Войска не двигались.
Фидэ-Йори устал смотреть, глухое раздражение начинало подниматься в нем. Он спросил Йокэ-Муру.
– Генерала невозможно найти, – сказали ему. – Его армия вооружилась и готова выступить по первому знаку, но до сих пор только две тысячи человек покинули крепость.
Наконец, к вечеру, враги заволновались. Они двинулись к городу. Солдаты Йокэ-Муры, расположенные на холме, тотчас ринулись вперед. Блеснул огонь, битва началась. Враги были многочисленны. При первой стычке они отбросили войска сегуна.
– Почему Аруфза не двигается? – говорил сегун. – Что это, измена? Я, право, не понимаю, что происходит.
В башне послышались многочисленные торопливые шаги, и вдруг на площадку вышел Йокэ-Мура.
В руках он держал большой пук рисовой соломы. Люди несли за ним хворост.
Генерал быстро отстранил придворных и даже сегуна. Он устроил огромный костер, потом поджег его.
Вскоре взвилось пламя, светлое, блестящее. Его зарево осветило башню и помешало видеть долину, охваченную сумерками.
Иокэ-Мура, свесившись через перила, заслонил глаза рукой и старался разглядеть в темноте. Он заметил движение армии Аруфзы.
– Хорошо, – сказал он.
Он быстро спустился, не отвечая на многочисленные вопросы, которыми осаждали его со всех сторон, и стал недалеко от того места, где должен был кончиться подземный ход. Он должен быть окончен, так как уже с середины дня стук кирки прекратился. Оставили только небольшую часть земли, которую надо было пробить в последнюю минуту.

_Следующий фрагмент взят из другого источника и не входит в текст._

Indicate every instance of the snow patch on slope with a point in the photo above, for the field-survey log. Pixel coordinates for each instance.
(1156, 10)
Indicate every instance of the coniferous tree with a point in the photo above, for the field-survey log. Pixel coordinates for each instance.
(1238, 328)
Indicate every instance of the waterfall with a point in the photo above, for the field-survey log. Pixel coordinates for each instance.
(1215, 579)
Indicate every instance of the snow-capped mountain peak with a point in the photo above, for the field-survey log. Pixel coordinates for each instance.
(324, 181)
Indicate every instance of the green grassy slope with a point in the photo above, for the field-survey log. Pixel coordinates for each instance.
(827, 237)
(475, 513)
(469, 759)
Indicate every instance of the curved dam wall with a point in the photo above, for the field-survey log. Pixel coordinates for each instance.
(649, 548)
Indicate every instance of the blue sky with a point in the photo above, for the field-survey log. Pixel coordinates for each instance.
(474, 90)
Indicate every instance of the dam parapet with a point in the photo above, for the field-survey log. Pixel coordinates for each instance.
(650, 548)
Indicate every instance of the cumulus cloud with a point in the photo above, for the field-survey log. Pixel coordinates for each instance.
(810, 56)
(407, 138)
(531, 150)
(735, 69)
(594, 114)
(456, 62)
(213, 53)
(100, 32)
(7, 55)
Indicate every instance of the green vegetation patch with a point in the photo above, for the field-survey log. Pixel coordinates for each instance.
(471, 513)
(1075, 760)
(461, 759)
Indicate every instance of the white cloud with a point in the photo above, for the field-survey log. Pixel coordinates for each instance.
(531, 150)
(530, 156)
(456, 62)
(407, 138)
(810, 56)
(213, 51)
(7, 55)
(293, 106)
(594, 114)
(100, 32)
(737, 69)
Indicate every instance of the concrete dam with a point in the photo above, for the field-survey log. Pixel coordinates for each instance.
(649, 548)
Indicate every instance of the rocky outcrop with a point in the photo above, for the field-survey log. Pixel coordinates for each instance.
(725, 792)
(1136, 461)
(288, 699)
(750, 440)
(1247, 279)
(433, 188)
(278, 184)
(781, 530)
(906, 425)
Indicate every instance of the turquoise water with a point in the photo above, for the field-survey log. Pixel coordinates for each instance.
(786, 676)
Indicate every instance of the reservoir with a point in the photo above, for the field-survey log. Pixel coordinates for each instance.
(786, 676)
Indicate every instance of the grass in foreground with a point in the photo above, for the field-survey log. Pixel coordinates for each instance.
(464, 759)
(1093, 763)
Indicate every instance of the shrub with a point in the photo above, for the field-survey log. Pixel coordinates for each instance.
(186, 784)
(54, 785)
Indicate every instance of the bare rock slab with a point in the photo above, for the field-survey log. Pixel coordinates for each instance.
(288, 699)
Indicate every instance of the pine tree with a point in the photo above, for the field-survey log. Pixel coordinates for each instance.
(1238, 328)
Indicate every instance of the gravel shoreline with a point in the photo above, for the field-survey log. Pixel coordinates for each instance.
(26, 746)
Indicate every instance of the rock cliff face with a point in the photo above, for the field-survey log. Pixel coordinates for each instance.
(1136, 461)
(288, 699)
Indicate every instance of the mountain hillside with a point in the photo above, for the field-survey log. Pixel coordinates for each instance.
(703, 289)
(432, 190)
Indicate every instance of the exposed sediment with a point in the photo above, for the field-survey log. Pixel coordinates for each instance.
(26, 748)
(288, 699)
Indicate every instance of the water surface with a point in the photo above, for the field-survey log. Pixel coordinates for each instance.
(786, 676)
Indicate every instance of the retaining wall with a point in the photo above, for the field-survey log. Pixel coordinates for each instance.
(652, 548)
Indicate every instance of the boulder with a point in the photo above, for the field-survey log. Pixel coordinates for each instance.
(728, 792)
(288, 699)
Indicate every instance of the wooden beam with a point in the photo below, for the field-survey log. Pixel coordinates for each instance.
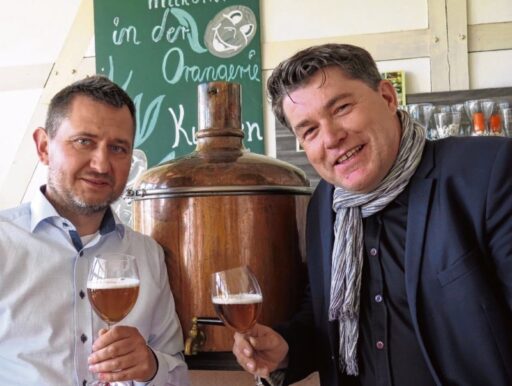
(439, 66)
(382, 46)
(456, 11)
(32, 76)
(490, 37)
(63, 72)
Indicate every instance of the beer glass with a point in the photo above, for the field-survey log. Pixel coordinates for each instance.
(112, 289)
(237, 299)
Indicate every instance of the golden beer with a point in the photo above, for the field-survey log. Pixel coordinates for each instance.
(113, 299)
(239, 311)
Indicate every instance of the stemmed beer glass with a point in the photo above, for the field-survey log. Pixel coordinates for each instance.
(237, 299)
(112, 288)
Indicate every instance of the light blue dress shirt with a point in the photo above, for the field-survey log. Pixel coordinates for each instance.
(46, 323)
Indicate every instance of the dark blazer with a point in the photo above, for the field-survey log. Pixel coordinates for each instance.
(458, 268)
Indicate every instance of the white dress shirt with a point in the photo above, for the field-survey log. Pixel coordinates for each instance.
(47, 326)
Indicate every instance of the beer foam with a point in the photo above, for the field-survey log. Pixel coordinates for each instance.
(238, 299)
(119, 282)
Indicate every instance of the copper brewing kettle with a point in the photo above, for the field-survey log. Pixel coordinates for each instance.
(220, 207)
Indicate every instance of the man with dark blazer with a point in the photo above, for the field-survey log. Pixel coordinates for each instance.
(409, 242)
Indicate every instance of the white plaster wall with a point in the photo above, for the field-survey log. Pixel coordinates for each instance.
(32, 34)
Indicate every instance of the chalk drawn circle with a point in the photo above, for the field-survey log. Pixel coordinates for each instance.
(230, 31)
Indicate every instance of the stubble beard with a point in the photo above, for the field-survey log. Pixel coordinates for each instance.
(70, 202)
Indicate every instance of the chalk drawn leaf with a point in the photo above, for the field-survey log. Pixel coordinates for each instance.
(186, 20)
(148, 124)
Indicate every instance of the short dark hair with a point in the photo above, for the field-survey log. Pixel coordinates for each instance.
(97, 87)
(289, 75)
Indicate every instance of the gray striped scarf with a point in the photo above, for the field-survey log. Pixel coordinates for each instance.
(347, 254)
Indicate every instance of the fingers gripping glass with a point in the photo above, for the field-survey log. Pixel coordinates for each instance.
(237, 299)
(112, 288)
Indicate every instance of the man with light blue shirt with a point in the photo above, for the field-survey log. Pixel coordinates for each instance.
(48, 333)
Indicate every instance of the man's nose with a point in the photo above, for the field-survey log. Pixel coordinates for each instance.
(100, 161)
(333, 134)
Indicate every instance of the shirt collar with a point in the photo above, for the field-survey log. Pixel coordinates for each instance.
(43, 211)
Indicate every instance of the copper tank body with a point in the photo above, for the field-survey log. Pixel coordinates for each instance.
(221, 207)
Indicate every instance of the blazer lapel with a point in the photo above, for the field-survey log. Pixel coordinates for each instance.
(420, 190)
(420, 193)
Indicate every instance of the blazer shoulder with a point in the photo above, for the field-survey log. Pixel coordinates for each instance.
(469, 154)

Вечером генерал стал прислушиваться, и вскоре он услышал глухой шум шагов. Враг вступил в подземелье. Тогда-то Йокэ-Мура зажег этот огонь на башне. Поэтому знаку Аруфза должен был двинуться и напасть на врага с другого конца подземного хода.

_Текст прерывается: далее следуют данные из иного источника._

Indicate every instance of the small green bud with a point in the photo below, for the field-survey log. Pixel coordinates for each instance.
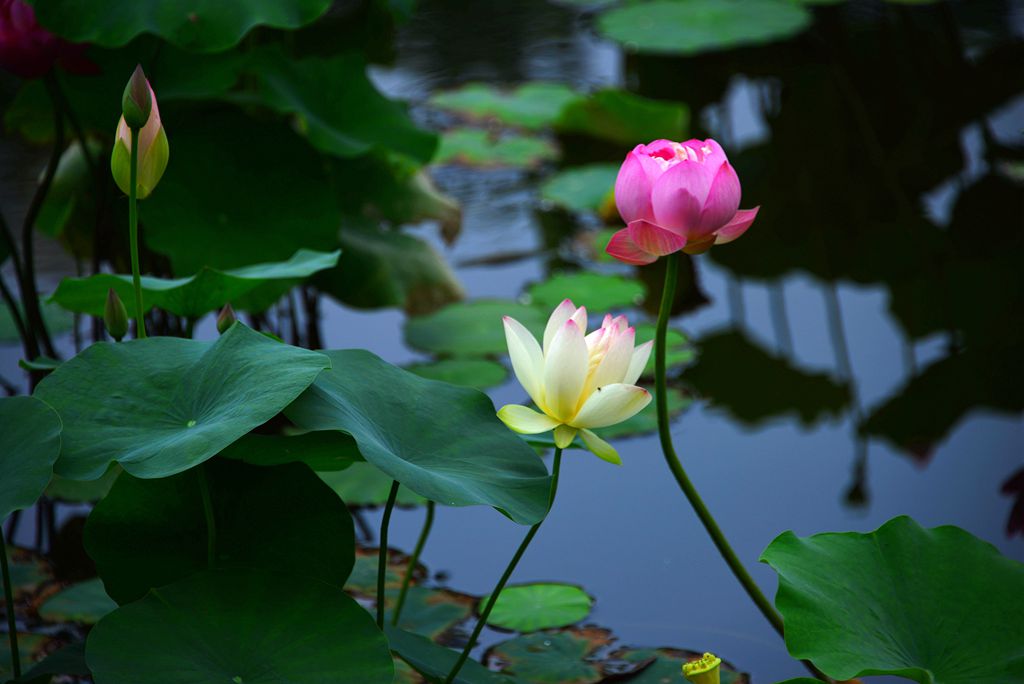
(115, 315)
(225, 318)
(136, 102)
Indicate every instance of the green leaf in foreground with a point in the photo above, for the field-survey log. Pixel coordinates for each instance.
(250, 288)
(30, 443)
(162, 404)
(539, 606)
(150, 532)
(441, 441)
(241, 626)
(935, 605)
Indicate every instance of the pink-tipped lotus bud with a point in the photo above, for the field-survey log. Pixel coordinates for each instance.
(115, 315)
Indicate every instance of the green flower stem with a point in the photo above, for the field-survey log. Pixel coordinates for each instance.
(414, 559)
(662, 398)
(493, 599)
(8, 594)
(382, 552)
(136, 278)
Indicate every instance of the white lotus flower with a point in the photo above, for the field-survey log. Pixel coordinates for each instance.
(579, 381)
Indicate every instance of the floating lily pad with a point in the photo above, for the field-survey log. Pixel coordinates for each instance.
(595, 291)
(30, 443)
(472, 146)
(441, 441)
(530, 105)
(241, 626)
(471, 329)
(162, 404)
(85, 602)
(199, 26)
(251, 288)
(702, 26)
(581, 188)
(551, 657)
(624, 118)
(478, 373)
(935, 605)
(365, 484)
(151, 532)
(539, 606)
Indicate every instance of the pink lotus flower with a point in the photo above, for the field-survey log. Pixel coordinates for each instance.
(677, 196)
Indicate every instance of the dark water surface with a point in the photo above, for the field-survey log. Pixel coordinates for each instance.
(882, 130)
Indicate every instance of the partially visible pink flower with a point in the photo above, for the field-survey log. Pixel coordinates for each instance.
(29, 50)
(677, 196)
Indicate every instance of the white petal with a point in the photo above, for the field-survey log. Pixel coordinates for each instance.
(565, 368)
(558, 317)
(610, 404)
(564, 435)
(638, 362)
(526, 421)
(527, 361)
(601, 449)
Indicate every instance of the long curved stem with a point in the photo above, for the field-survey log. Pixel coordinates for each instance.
(493, 599)
(413, 560)
(662, 398)
(382, 552)
(8, 595)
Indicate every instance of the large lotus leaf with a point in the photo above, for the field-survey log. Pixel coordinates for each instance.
(199, 26)
(439, 440)
(30, 443)
(471, 329)
(85, 602)
(162, 404)
(339, 109)
(938, 605)
(691, 27)
(539, 606)
(786, 389)
(151, 532)
(529, 105)
(582, 187)
(473, 146)
(251, 288)
(624, 118)
(221, 204)
(382, 268)
(595, 291)
(242, 626)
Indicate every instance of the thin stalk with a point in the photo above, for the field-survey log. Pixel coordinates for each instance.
(414, 559)
(662, 399)
(211, 522)
(8, 595)
(382, 552)
(493, 599)
(136, 278)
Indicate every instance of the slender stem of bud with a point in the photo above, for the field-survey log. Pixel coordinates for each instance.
(662, 398)
(413, 560)
(382, 552)
(8, 594)
(493, 599)
(136, 278)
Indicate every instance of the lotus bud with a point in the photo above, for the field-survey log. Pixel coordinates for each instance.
(153, 148)
(115, 315)
(704, 670)
(136, 102)
(225, 318)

Наступила полная ночь. Йокэ-Мура со своими солдатами ждал в глубоком молчании.
Наконец послышались тихие удары. Стучали осторожно, чтобы производить как можно меньше шума.
Генерал со своими солдатами прислушивались, неподвижно стоя в тени. Они слышали, как падали куски земли, потом она рассыпалась, и можно было расслышать дыхание работающих.

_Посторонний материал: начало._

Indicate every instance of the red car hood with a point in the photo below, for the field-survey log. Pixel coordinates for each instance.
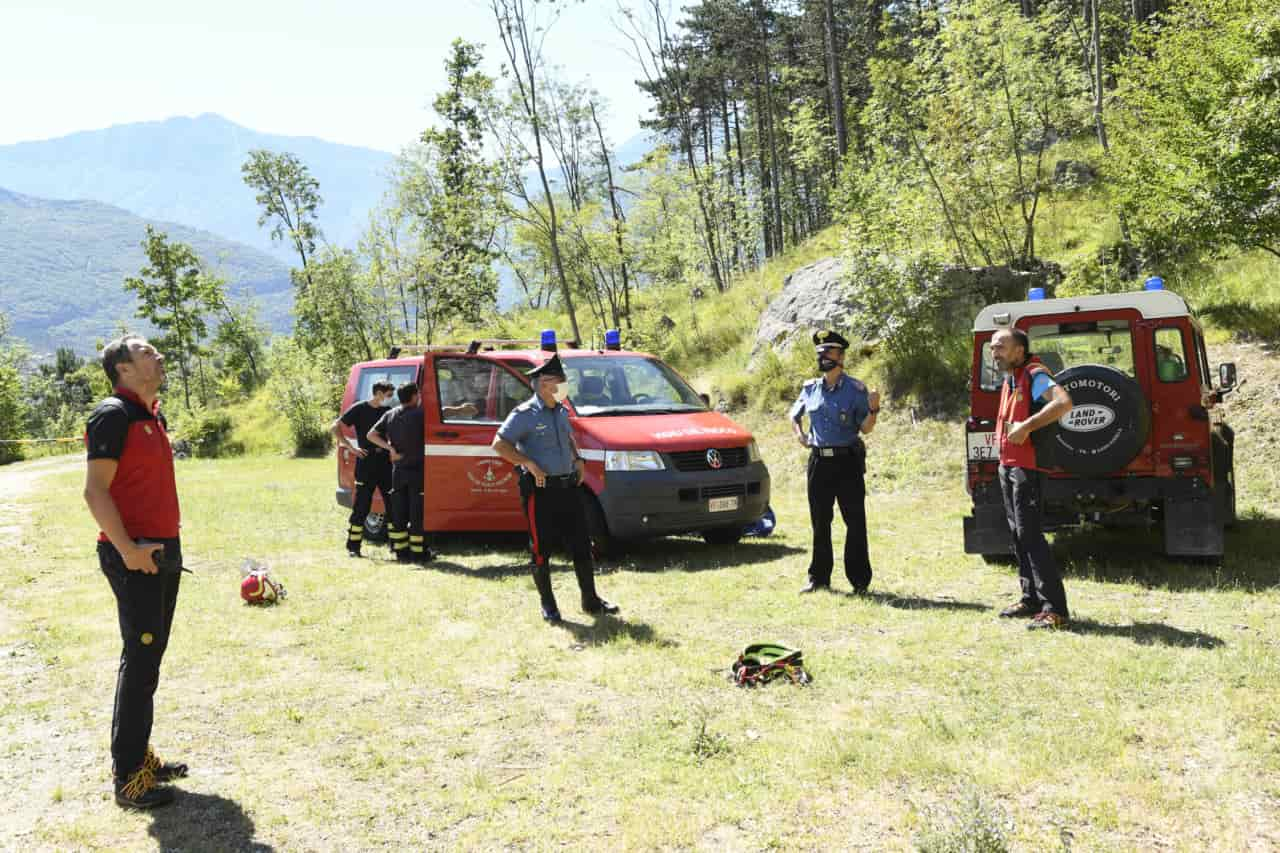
(693, 430)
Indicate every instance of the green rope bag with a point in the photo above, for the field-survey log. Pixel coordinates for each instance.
(763, 662)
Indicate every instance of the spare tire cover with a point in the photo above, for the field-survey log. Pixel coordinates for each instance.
(1105, 429)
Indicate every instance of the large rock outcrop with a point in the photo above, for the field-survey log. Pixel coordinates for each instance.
(818, 296)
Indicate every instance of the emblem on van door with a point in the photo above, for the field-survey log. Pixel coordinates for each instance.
(1087, 418)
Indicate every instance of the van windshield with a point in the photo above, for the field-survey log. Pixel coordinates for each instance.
(1066, 345)
(627, 386)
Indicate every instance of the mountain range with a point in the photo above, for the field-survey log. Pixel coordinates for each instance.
(188, 170)
(63, 267)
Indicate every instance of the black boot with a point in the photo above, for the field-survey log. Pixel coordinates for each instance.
(140, 789)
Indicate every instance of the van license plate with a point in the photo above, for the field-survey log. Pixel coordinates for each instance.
(982, 447)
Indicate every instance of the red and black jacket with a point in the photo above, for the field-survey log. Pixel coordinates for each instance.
(144, 488)
(1015, 406)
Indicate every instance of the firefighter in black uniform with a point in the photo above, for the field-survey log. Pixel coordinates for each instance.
(840, 410)
(401, 432)
(538, 438)
(373, 463)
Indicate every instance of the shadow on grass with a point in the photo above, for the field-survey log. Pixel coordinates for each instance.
(914, 602)
(1134, 556)
(1148, 634)
(204, 822)
(611, 628)
(668, 553)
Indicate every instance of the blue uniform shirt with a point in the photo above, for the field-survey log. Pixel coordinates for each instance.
(543, 434)
(835, 414)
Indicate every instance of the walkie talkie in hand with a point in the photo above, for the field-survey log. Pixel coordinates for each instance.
(164, 562)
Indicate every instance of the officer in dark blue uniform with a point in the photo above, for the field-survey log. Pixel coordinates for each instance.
(840, 411)
(538, 438)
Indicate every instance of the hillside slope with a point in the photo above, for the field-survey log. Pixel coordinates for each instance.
(188, 170)
(63, 267)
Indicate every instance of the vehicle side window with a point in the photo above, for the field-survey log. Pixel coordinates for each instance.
(1170, 355)
(512, 391)
(465, 382)
(988, 377)
(1206, 377)
(397, 375)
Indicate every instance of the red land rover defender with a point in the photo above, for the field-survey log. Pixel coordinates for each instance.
(658, 460)
(1142, 443)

Вскоре из отверстия показалась человеческая фигура. Она обрисовывалась на тени более черной, чем темнота. Фигура вышла, за ней следовала другая.
Никто не шевелился.
Они продвигались осторожно, оглядываясь со всех сторон. Дали выйти около пятидесяти человек, потом вдруг с дикими криками ринулись на них.
Они пытались укрыться в подземном ходе.
– Нас предали! – кричали они своим товарищам. – Не выходите, бегите!
– Да, изменники, ваши происки открыты, – сказал Йокэ-Мура, – и вы сами вырыли себе могилу.
Все те, которые вышли из подземного хода, были перерезаны. Крики умирающих наполняли крепость.
Прибежали с огнями. Явился сам Фидэ-Йори, среди шпалер, слуг с факелами.
– Вот что я искал, господин, – сказал ему генерал, указывая на зияющее отверстие. – Как ты думаешь теперь, хорошо бы я сделал, если бы покинул крепость?
Сегун молчал от удивления при виде опасности, которой он избежал.
– Никто больше не выйдет живым оттуда! – вскричал генерал.
– Но я думал, что они убегут через другой выход, – сказал Фидэ-Йори.
– Сейчас ты был удивлен бездействием Аруфзы в долине: он ждал, чтобы лучшая часть вражеской армии вошла в этот проход, чтобы загородить ей выход.
– В таком случае они пропали! – сказал сегун. – Прости, храбрейший из моих воинов, что я на минуту усомнился в тебе, но отчего ты не предупредил меня о том, что произошло?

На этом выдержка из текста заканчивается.